なら、危険だろうが何だろうが構わない。私は私の手で大事なものを取り戻すっ!」
「……そのためには、スペーシアンと協力しなきゃならないんだぜ? 君が心底から憎んでる連中と」
そう指摘されても、もはやノレアに迷いはなかった。
「大事なものを取り戻せるなら、恨みなんて我慢できる。飲み込んでみせる」
そして少女は、決然と青年を見据えた。その手首を握りしめながら。
「エラン、私をスペーシアンたちのもとに連れて行って。私もそいつらと交渉する。取引を持ちかけて減刑を認めさせる。

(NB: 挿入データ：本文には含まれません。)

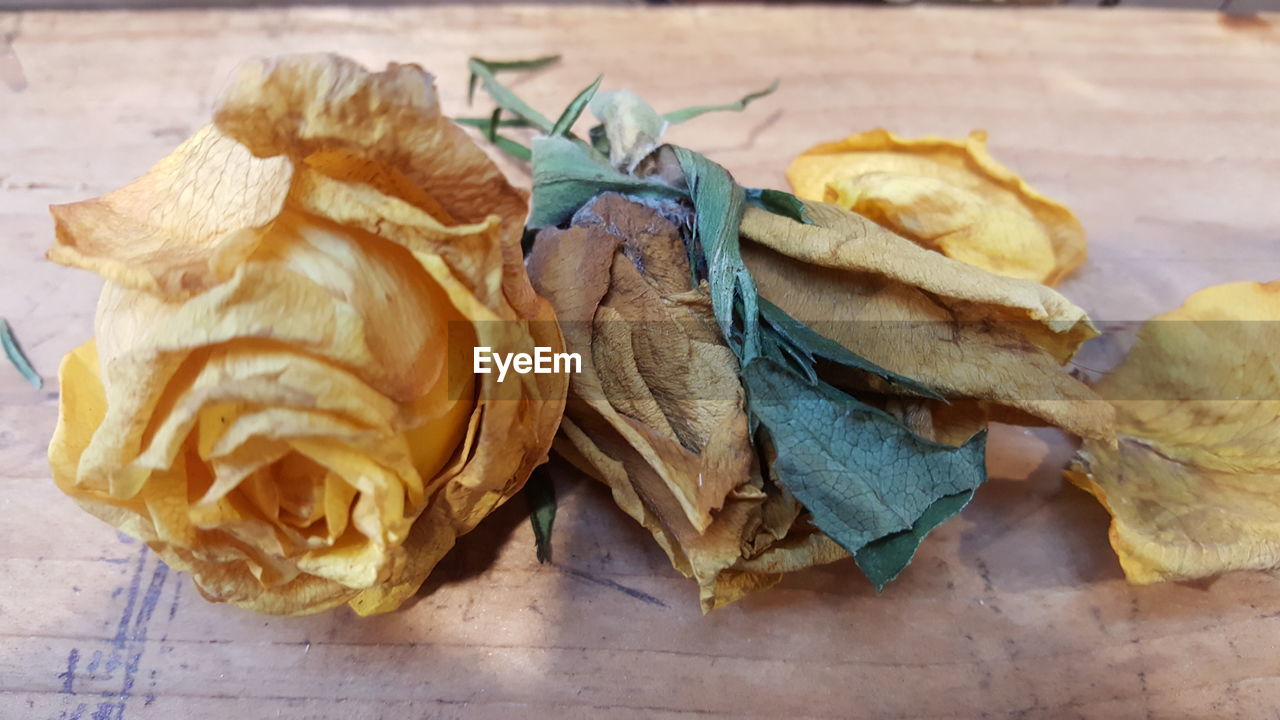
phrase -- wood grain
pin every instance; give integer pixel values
(1161, 130)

あいつらにソフィを治療させて、そして私とあいつと二人して、晴れて自由の身になってみせる」
「……取引が上手く行かなかったら、どうするんだ?」
「そのときは、私一人で一生牢獄に繋がれるだけ。でもそうなっても構わない。
この手を伸ばせないまま離れ離れになるくらいなら、手を伸ばして私だけ地獄に落ちる方がいい」
「…………」
完全に面食らった顔で、エランが黙り込む。
何やら口の中でぶつぶつと、僕の配慮は完全に無意味じゃないか、なんてボヤいている。
たっぷり5秒ほど嘆いた後、ようやく諦めがついたのか、彼は穏やかな表情でノレアを見つめた。
「……それなら、僕と協力するつもりもある?」
「当たり前でしょ。あんたは臆病で軽薄で優柔不断でいい加減だけど、白兵戦は私より上だもの。なら、その腕を使わせてもらう」
ノレアがきっぱりと断言すると、エランはようやく相好を崩した。
手首を捻り、ノレアの手から自分の右手を解放する。そのまま彼は、ノレアの右手を握り直した。
「じゃ、一時的にバディ結成だな。君と僕とで」
「ええ、いいわ。ソフィがまた元気になるまでは、あんたが私の相棒」
ノレアはエランから手を離す。
ソフィの手紙を服の内ポケットに入れると、彼と肩を並べるように前へと踏み出した。
欲しいものなんて無い。目的なんて見つからない。未来なんて見当たらない。自分から奪っていくだけのこの世界は嫌いだ。
それでも、大好きな人はいる。死なせたくない人はいる。
ならば今は、恨みも憎しみも飲み込んで、その人を救うためにあらゆる手を尽くす。
「行くよ、エラン。ソフィを助けに」
「了解したよ、ノレア。君の背中は僕が守る」
そして二人は、部屋の外へと歩き出したのだった。